Gradually reduce the Labetalol infusion rate by 25-50% every 15-30 minutes, depending on the patient’s response and hemodynamic stability. Monitor blood pressure and heart rate continuously during this process. Target a gradual decline in blood pressure, aiming for a reduction not exceeding 25% of the initial baseline in any given 30-minute period.

Closely observe for signs of rebound hypertension or tachycardia. If these occur, temporarily halt the reduction or adjust the rate more slowly. Consider administering oral Labetalol or other antihypertensive medication to maintain hemodynamic stability once the infusion is stopped.

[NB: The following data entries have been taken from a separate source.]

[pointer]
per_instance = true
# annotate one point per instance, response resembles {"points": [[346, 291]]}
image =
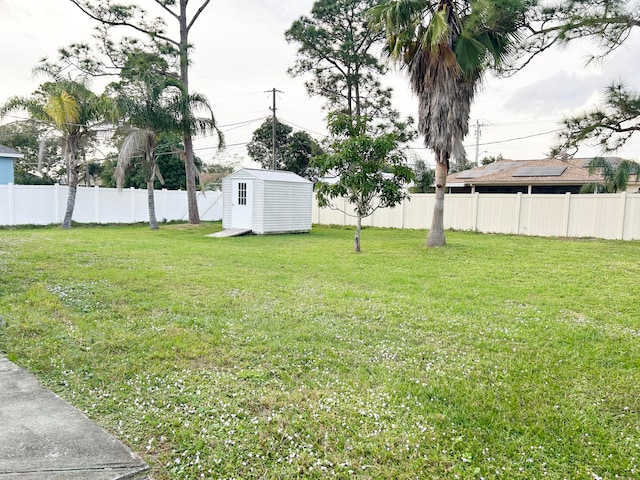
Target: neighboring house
{"points": [[7, 156], [267, 201], [555, 176]]}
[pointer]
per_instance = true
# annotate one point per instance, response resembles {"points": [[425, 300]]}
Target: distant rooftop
{"points": [[519, 172]]}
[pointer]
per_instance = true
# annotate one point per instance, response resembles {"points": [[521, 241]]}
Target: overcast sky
{"points": [[240, 55]]}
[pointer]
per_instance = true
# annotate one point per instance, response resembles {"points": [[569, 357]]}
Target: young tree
{"points": [[75, 112], [446, 46], [131, 16], [424, 177], [260, 149], [339, 50], [359, 162]]}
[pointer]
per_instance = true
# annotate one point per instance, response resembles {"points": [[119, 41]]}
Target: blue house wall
{"points": [[6, 170]]}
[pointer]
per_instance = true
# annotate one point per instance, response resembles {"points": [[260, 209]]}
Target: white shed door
{"points": [[242, 204]]}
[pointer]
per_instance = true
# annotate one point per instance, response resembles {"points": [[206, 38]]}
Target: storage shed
{"points": [[266, 202], [7, 156]]}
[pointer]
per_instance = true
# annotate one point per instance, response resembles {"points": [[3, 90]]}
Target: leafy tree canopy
{"points": [[294, 150], [370, 172], [339, 50]]}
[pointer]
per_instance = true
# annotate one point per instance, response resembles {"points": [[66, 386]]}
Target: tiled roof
{"points": [[549, 171]]}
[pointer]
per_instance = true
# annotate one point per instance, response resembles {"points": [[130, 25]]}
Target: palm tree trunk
{"points": [[153, 223], [356, 240], [72, 174], [190, 167], [436, 236]]}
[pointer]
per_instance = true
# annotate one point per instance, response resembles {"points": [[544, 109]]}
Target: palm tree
{"points": [[74, 111], [615, 175], [140, 143], [154, 105], [446, 46]]}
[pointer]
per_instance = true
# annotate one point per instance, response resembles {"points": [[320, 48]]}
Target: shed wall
{"points": [[227, 196], [6, 171], [287, 207]]}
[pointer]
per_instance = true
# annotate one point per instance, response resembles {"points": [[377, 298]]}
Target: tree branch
{"points": [[121, 23], [197, 14]]}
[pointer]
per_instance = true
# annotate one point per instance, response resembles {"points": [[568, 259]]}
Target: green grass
{"points": [[291, 356]]}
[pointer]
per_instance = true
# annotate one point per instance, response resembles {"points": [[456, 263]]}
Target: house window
{"points": [[242, 193]]}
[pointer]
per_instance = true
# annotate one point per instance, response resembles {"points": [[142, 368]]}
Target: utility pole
{"points": [[478, 133], [273, 127]]}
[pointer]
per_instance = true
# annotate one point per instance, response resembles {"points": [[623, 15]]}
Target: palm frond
{"points": [[136, 144]]}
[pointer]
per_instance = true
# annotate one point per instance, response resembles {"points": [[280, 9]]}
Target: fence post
{"points": [[623, 209], [12, 211], [404, 211], [132, 193], [56, 202], [567, 214], [475, 210], [518, 213]]}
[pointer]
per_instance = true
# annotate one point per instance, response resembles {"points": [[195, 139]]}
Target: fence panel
{"points": [[46, 204], [611, 216]]}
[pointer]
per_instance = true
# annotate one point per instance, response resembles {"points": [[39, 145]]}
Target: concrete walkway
{"points": [[43, 437]]}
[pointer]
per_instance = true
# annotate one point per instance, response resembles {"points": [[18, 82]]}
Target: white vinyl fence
{"points": [[609, 216], [46, 204]]}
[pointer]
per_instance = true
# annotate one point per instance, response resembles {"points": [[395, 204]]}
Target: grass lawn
{"points": [[292, 357]]}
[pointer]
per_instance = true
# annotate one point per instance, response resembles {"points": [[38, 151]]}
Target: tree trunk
{"points": [[356, 240], [153, 223], [72, 175], [436, 236]]}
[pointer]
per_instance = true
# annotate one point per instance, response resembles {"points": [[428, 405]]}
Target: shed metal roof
{"points": [[274, 175]]}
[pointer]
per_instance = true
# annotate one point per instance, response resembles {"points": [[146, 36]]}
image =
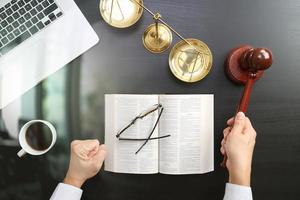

Complete cessation of the infusion should be confirmed by the discontinuation of the intravenous line. Post-infusion monitoring should continue for at least one hour, including continuous blood pressure and heart rate monitoring. Assess the patient’s overall condition, including any adverse effects.

Discharge instructions should include clear guidelines on oral antihypertensive medication continuation and advice for follow-up appointments. Provide clear information about potential side effects and what actions to take should they occur.

Document all changes in infusion rate, blood pressure, heart rate, and any observed side effects throughout the process and afterwards. Maintain accurate records in the patient’s medical chart.